The Father has a chosen, elect people He gives to the Son. The Son purchases for those people all the benefits of salvation, from beginning to end, uniting them to Himself at every point of His life. Jesus makes an emphatic statement there by saying “they will come to me”. It is as good as done. His work to bring them from death to life is infallible, unstoppable. His work results in their coming to Him, and nothing will stop Him from bringing them to Himself. How awesome. What joy fills my heart just thinking about that. The work of the cross is definitive, effective, not passive, waiting for us to get ourselves into its benefits. Rather, He sovereignly bestows those benefits as He desires, in mercy, making sure His people come to Christ by His power alone. Oh the glory of the cross!

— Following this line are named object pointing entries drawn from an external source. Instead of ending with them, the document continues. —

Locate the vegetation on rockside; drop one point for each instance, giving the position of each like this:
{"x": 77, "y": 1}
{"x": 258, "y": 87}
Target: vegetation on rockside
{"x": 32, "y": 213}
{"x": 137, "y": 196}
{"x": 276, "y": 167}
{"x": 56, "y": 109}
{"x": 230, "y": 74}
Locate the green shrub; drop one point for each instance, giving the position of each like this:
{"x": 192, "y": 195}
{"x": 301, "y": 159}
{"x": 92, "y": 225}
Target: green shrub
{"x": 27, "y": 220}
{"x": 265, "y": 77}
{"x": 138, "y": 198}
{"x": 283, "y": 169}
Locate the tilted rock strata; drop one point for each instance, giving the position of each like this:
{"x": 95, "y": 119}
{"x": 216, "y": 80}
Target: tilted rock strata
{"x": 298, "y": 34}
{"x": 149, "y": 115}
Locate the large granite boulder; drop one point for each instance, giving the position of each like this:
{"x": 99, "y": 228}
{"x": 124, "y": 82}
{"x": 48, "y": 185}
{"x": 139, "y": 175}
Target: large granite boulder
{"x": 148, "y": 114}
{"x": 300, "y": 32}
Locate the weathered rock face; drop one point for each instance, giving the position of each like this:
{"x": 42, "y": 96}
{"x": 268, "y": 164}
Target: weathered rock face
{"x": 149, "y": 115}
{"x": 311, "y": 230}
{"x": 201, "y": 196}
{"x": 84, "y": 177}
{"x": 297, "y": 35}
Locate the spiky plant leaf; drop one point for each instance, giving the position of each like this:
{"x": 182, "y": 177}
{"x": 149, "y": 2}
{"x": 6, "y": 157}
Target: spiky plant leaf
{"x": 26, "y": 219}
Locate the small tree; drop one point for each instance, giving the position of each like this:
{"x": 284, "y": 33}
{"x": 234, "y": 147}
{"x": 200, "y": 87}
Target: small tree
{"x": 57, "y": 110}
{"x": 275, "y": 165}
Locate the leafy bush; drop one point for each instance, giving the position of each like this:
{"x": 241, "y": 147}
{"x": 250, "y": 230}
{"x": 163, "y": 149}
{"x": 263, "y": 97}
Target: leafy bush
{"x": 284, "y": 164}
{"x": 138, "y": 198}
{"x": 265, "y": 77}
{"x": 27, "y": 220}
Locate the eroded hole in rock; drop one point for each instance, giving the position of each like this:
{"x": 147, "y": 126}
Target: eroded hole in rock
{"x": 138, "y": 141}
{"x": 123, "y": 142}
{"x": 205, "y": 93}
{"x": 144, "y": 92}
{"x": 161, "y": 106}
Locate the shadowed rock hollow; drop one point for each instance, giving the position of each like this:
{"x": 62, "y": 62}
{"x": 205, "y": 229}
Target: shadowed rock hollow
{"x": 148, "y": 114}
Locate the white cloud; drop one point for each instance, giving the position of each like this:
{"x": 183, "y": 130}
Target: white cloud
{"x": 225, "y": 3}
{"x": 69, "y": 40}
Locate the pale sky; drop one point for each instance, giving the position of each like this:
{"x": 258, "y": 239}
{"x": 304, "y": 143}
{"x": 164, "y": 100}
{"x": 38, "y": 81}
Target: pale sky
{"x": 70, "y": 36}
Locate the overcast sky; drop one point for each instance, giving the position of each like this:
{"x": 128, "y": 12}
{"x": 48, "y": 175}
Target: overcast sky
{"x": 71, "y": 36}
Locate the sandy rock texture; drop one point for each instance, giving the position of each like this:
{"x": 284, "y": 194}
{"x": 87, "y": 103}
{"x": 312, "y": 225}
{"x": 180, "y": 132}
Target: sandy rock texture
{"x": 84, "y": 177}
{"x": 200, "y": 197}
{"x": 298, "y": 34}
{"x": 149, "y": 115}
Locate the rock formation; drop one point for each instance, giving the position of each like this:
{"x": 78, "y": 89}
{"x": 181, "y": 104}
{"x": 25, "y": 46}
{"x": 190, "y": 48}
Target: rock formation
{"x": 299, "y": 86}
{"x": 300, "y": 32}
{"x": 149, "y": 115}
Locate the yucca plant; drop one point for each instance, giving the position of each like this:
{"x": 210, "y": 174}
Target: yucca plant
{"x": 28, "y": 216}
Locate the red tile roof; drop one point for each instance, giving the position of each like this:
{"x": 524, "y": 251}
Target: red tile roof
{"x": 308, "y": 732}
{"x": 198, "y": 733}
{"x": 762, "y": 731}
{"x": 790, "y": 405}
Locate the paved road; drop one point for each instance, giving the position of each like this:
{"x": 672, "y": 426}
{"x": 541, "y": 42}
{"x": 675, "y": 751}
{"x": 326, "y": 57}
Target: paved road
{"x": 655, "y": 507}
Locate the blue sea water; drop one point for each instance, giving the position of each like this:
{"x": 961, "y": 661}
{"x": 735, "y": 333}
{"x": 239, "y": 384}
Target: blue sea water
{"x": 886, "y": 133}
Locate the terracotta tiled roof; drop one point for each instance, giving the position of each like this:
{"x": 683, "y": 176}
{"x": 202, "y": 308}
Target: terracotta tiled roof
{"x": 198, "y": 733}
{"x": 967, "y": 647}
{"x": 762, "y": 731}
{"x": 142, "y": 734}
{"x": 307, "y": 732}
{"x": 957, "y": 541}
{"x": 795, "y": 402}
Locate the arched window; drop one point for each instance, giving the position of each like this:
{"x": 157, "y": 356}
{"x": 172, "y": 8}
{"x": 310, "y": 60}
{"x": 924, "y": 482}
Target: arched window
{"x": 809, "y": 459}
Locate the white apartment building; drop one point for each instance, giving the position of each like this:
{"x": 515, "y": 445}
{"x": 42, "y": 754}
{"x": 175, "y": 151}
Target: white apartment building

Paul makes clear in 1 Corinthians 12:3 that, “No one can say ‘Jesus is Lord’ except in the Holy Spirit.” Jesus says, “It is the Spirit who gives life; the flesh is no help at all.” Again, the flesh is no help at all. Does this not destroy the misconception of free will? John says, “But to all who did receive him, who believed in his name, he gave the right to become children of God.” (John 1:12) Most people will simply stop at that verse and say “Whosoever, whosoever, see? It proves free will.” Yet they will not continue on in the same sentence of the next verse. It says, “…who were born, not of blood nor of the will of the flesh nor of the will of man, but of God.” Preempting verse 12, they were born by God, their very believing came by a prior work of God. It specifically says they were not born “of the will of man.” You did not will yourself into being born again. Is this not conclusive?

And finally, these verses make it abundantly clear that Peter confesses Jesus is the Christ because the Father revealed it to Him, not because he finally made himself see Jesus as the Christ (note specifically that Jesus says flesh and blood has not revealed this to him, including his own):

“Now when Jesus came into the district of Caesarea Philippi, he asked his disciples, ‘Who do people say that the Son of Man is?’ And they said, ‘Some say John the Baptist, others say Elijah, and others Jeremiah or one of the prophets.’ He said to them, ‘But who do you say that I am?’ Simon Peter replied, ‘You are the Christ, the Son of the living God.’ And Jesus answered him, ‘Blessed are you, Simon Bar-Jonah! For flesh and blood has not revealed this to you, but my Father who is in heaven.'” (Matthew 16:13-17)

So yes, faith is indeed the gift of God and comes only by the supernatural working of the Holy Spirit through the indiscriminate preaching of the Gospel from God’s word. We evangelize the lost because that’s how God sovereignly works, according to Romans 10:14-15. And God does His work as He pleases. How freeing! God has people He will infallibly save through preaching the Gospel! We must pay close attention to these passages in order that we may feel the deeper sense of just how helpless we really were to even believe apart from God’s work in us. That is exactly how dead in sin we really are. Praise God all the work is His and that we can only boast in the work of Christ on the cross having purchased this undeserved, unearned benefit of faith for His people! To God alone be the glory!